# considering air suspension + a bit of a sagging suspension?



## stevegos (Jun 23, 2013)

Hi. I am considering fitting air suspension to my 1998 Burstner i572 which is on a Fiat Ducato chassis (not ALKO) with leaf springs.

I have noticed that the suspension on the right side has sagged about 2cm compared to the left. Measured using the space below the stop bump (1cm on right, 3cm on the left). I'm no expert but assume the right leaf spring has sagged a little. I haven't noticed any degredation in ride when driving but would be interested to know if the 3cm gap I have on the left is normal or if that too is lower than normal.

I'm not too fussed about having an on-board compressor so a gauge and footpump attachment would suit me fine.

I hear great things about air suspension and have a few questions:

1. Does the air bag replace the leaf springs or sit along side them?
2. Do they replace the stop bump as it seems a great place for them.
3. Are they reliable? Do they burst or go down?
4. Do they smooth out the normal ride quality or just give better stability? or both?
5. Do owners have to adjust the air pressure that much or are they pretty much fit and forget?
6. Assume the air suspension is normally fitted the the rear?
7. Is this classed as a modification so need to tell insurance company?
8. Whats difference difference between air suspension and air assist?
9. Can the basis systems be fitted yourself?

There appears to be several different makes and systems around: airride, dunlop, glide rite, AS, full air, semi air, etc. What do people recommend?

Rough idea of costs for different systems?

All help greatly appreciated.

Steve


----------



## Techno100 (May 8, 2010)

http://www.motorhomefacts.com/ftopict-120435-.html


----------



## TheNomad (Aug 12, 2013)

Or as an alternative to air-assists, you could maybe consider coil spring assisters:- essentially twin coil springs that sit between the rear axle and where the rubber bump stops are at the moment - cheaper, fit and forget, but not adjustable.

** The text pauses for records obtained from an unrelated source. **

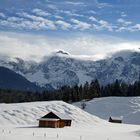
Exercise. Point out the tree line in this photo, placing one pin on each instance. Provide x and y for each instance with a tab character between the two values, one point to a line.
87	91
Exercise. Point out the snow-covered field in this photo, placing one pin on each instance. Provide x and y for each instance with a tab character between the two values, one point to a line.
19	121
127	107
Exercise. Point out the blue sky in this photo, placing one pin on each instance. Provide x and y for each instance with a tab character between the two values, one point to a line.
61	18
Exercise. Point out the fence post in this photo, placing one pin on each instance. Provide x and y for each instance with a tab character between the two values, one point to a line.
57	136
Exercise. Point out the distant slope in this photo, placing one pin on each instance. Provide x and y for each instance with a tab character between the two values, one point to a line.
11	80
128	107
61	69
28	113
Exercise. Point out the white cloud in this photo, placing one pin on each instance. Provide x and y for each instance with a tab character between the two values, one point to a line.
105	24
64	25
74	3
33	47
123	14
92	18
42	22
80	24
124	22
40	12
2	15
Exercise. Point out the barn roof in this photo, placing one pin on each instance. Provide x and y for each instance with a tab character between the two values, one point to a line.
63	116
59	115
115	118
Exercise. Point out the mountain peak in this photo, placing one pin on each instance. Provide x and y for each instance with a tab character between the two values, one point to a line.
60	52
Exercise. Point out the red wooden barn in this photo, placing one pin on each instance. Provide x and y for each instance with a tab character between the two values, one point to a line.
55	120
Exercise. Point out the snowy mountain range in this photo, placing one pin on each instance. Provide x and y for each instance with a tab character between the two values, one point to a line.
61	69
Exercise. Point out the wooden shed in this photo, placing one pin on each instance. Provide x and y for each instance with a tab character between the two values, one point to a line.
115	119
55	120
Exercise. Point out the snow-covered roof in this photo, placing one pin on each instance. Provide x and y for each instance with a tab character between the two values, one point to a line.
49	119
59	115
115	118
63	116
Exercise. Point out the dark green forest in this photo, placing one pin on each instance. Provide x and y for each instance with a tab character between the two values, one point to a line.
72	94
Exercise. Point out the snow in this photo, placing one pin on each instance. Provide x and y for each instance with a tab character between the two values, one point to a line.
19	121
126	107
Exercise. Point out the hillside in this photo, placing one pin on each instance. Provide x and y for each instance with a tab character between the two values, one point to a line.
61	69
19	121
28	113
127	107
11	80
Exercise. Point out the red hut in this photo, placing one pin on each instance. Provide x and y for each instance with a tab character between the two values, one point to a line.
55	120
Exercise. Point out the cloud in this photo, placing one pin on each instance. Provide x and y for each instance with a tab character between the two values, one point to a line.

I've fitted them to 2 of my previous motorhomes, ( they are a doddle to self-fit if you are a reasonable DIY mechanic) and have been really pleased with the transformation in ride height and handling.

http://www.springassisters.co.uk/KR6102 INST.pdf


----------



## Brownfools (Sep 15, 2008)

Steve,
I have posted a review on our website. There's a link about two thirds of the way down the homepage.
www.brownfools.co.uk

David.

Edit: We did inform our insurance company at renewal. They added 77p to our annual premium!

D.


----------



## Pudsey_Bear (Sep 25, 2008)

Our Laika was always on the bumps stops, I asked and it appears normal for quite a few vans on the fiat chassis, one year I took it to an ambulance station for it's MOT and they said all ambulances are like that from the factory, The Laika handled very well, so I left it as is.

You can get springs retensioned, but it's best to do both sides together.


----------



## Gretchibald (Jul 22, 2011)

1. Does the air bag replace the leaf springs or sit along side them? --beside them
2. Do they replace the stop bump as it seems a great place for them. -- replace the bump stops
3. Are they reliable? Do they burst or go down? - reliable
4. Do they smooth out the normal ride quality or just give better stability? or both? - both
5. Do owners have to adjust the air pressure that much or are they pretty much fit and forget? -- pretty much forget.
6. Assume the air suspension is normally fitted the the rear? - yes.
7. Is this classed as a modification so need to tell insurance company? Don't know but would anyway.
8. Whats difference difference between air suspension and air assist? - the springs are still there in air assist.
9. Can the basis systems be fitted yourself? - easily, unless you want an air comp. fitted and in cab control ,then requires a bit more expertise.


----------



## stevegos (Jun 23, 2013)

Many thanks for all your help and advice.

Steven


----------